Aug 23, 2009

Economy of Design

The Economist had an article a couple of weeks back on design trends in consumer electronics. It discussed the Flip Mino and the Asus Eee PC. It did not find them notable for their features, but for their success despite the lack thereof.
What impressed him about the design was not simply the gadget’s diminutive proportions and low price, but the way the developers had so ruthlessly resisted all the marketing pressure to add further features—and had single-mindedly maintained the design’s clarity of purpose.

I call attention to this article because it highlights something that has always bothered me. In the race to differentiate their product from the competition, designers pile on feature after feature; it reaches the point where the features far exceed anything the consumer can mentally process.

What does this have to do with game design?

Whenever I compare my prototypes, later versions invariably have one glaring difference from their predecessors: simplicity. I have realized that I tend to pile on mechanics (features) in my initial designs. It is only through testing that I (painfully) whittle away rules, choices, and mechanics from a prototype in an effort to make it both comprehensible and playable by my target audience.

In Pioneer, I used to have two in-game reverse auction points. This was important for two reasons.

First, it fit in with the flavor of the game. It made sense for pioneers to reach a "last outpost" at which to restock for the rest of their journey.

Second, it helped with gameplay. The auction point at the start of the game would take too long if players had to buy twice as many goods to last the entire length of the trail.

However, because of the nature of how goods were priced in this reverse auction, it represented a major speed bump in gameplay. It required far too many cards to be on the table at the same time, resulting in information overload.

I eventually eliminated this auction point and substituted a simple mechanic where players could buy cards from the top of the deck. Flavor-wise, it makes no sense. Gameplay-wise, it introduces the randomness I dread. However, I think it was the right move. The game is just more . . . fun, even if I feel the design is less interesting.

So which method of design is superior? Should a designer go my route, starting with an overwhelmingly complex jungle of features and cutting the vines away until a clear gameplay path emerges? Or should a designer follow the example of consumer electronics companies, beginning with a simple game and adding features until it becomes "superior" to existing games?

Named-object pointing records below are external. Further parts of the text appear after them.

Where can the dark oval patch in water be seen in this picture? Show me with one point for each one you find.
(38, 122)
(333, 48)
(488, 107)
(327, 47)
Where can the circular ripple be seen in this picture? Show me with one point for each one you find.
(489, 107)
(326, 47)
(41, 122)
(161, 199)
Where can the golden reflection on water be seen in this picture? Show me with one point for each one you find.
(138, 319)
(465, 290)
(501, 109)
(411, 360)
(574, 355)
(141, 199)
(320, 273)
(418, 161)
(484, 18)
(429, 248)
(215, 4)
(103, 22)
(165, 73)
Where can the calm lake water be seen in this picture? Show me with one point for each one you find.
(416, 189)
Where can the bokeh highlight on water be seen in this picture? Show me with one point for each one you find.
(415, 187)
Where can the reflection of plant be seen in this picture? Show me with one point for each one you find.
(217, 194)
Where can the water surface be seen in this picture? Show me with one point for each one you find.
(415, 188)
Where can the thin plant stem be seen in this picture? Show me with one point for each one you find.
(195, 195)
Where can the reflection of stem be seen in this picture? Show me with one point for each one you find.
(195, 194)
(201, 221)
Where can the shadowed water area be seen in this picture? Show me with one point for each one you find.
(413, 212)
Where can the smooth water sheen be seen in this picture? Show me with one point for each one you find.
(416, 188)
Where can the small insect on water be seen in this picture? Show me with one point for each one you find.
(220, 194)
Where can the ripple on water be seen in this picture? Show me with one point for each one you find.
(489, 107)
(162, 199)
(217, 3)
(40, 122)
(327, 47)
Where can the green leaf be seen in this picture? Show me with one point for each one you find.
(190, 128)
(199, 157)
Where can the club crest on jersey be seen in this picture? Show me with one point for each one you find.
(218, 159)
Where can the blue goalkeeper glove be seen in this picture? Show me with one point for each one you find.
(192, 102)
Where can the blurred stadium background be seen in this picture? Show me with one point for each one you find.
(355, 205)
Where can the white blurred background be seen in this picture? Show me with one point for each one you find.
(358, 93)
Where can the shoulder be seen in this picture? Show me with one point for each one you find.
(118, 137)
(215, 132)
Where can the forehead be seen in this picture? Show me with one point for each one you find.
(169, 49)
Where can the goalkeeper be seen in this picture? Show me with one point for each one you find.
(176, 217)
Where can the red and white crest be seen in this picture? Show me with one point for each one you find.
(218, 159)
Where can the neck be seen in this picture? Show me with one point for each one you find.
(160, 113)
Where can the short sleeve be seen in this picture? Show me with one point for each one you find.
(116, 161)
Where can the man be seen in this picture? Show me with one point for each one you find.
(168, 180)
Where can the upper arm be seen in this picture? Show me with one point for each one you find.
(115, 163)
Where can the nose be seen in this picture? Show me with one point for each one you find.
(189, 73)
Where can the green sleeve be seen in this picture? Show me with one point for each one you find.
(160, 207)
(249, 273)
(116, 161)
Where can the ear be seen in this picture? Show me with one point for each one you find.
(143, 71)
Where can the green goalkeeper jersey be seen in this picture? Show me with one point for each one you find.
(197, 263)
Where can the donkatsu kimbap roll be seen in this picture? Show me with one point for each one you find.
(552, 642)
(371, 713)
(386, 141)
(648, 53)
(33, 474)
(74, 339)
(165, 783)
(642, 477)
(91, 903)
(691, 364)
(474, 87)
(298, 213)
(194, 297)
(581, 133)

What do you think? Let me know in the comments.


  1. Great question!

    First, I need to knock out a quick point that a friend of mine made about complexity vs. complication. He was talking about computer systems, but he used a game analogy.

    Chess is complex. You can fit all the rules on one side of notebook page, but you won't live long enough to fully master the game.

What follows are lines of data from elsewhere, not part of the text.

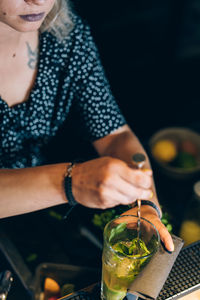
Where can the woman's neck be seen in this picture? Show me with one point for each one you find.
(12, 41)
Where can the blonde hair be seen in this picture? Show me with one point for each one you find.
(58, 21)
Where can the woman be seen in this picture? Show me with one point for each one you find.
(49, 64)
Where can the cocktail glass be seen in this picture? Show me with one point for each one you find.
(124, 255)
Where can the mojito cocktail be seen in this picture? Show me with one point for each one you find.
(124, 255)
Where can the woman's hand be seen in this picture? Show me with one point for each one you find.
(106, 182)
(151, 215)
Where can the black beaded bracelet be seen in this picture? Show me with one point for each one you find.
(68, 185)
(150, 203)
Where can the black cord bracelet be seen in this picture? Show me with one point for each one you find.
(150, 203)
(68, 189)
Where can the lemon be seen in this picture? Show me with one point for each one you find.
(164, 150)
(190, 232)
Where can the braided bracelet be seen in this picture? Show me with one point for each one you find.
(68, 185)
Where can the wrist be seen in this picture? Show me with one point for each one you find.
(68, 184)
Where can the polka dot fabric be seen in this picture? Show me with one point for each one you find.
(69, 73)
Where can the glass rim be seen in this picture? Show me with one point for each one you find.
(124, 255)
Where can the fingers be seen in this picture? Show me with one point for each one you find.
(165, 236)
(139, 178)
(166, 239)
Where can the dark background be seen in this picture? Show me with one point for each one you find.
(150, 50)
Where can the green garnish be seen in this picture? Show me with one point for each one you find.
(117, 230)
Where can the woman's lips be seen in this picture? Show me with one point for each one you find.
(32, 17)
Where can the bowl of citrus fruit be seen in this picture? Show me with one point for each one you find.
(176, 151)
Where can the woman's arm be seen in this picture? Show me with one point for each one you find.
(99, 183)
(31, 189)
(123, 144)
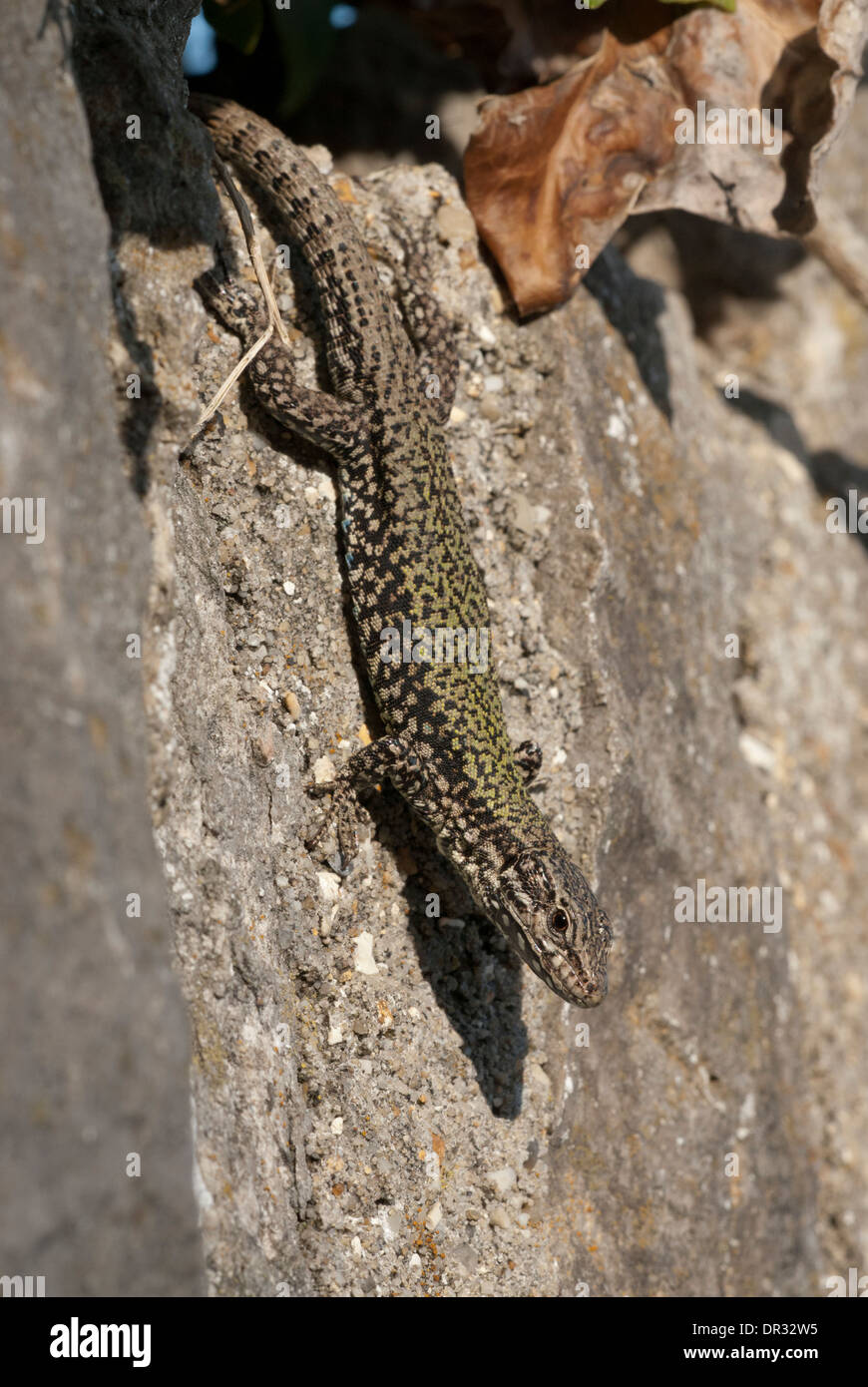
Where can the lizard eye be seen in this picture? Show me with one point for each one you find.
(559, 921)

    Mousetrap is complicated. It has many moving parts, but the engine behind it is a straight line with little variation. It's half a step above Chutes and Ladders.

    Complex systems, and games, are wonderful. Complicated systems, and games, might be entertaining, but they cannot deliver long term.

    Anyway, I was thinking the other day about chess. I pondered - what would chess be like if it had been developed today, in Germany.

    * It would have just shy of 700 pieces.
    * You would have to buy or trade something before you could move a piece.
    * It would have to allow 2 - 5 players.
    * Some of the best pieces would only be available in certain countries.
    * Once check was declared, the threatened player would be allowed to negotiate himself out of the situation.

    I dunno. It's a half-baked idea. I don't mean to knock Eurogames. It's just that once in a while I have to sit back and say "Holy carp - that has a LOT of stuff going on there."

    I love Carcassonne and a few others. I'd rather play Tsuro or cribbage than Settlers of Catan or Dominion. I'm not saying that the latter games are only complicated (from my earlier point), but I will say that the kind of strategic "ah ha!" reward they provide is not my cup of tea.

    Similarly, I used to have just about every Munchkin product known to man - but I had only played the game once or twice many years ago. Last year, I sat down and actually played a few of them for several hours. After a few games, the giggles faded and the frustration came in. I put the lot on eBay the next week. It's a fun diversion, but it's all theme and very little game. Like Mousetrap.

  2. I like the thought experiment of what chess would be like if made as a eurogame. My guess:

    *Players would have a set number of movement points to spend each turn, which they could divide up between pieces.
    *A player can move either color's pieces, but to move a piece, you need to spend a card matching that piece from hand
    *Each piece you capture is worth a certain number of victory points
    *The game ends when one color advances a pawn to the last rank or loses all of its pawns
    *Since colors don't belong to players, up to 5 players can play

  3. I had a design for a two-player card game that I recently canned because I think I over-simplified it. The theme was a series of Cold War submarine duels, Soviet vs. NATO. I kept coming down to a very simple decision set - get as close as you dare, then shoot without getting shot. Unfortunately, I had pretty much boiled away all the nuance and interesting decision elements. They were really just trappings, not helpful to the game, but when I removed them, what was left was something just a little more boring than Black Jack.

    So I guess what I learned is that a game has to have an interesting underlying structure before you can really carve away all the unnecessary complications and end up with something substantial.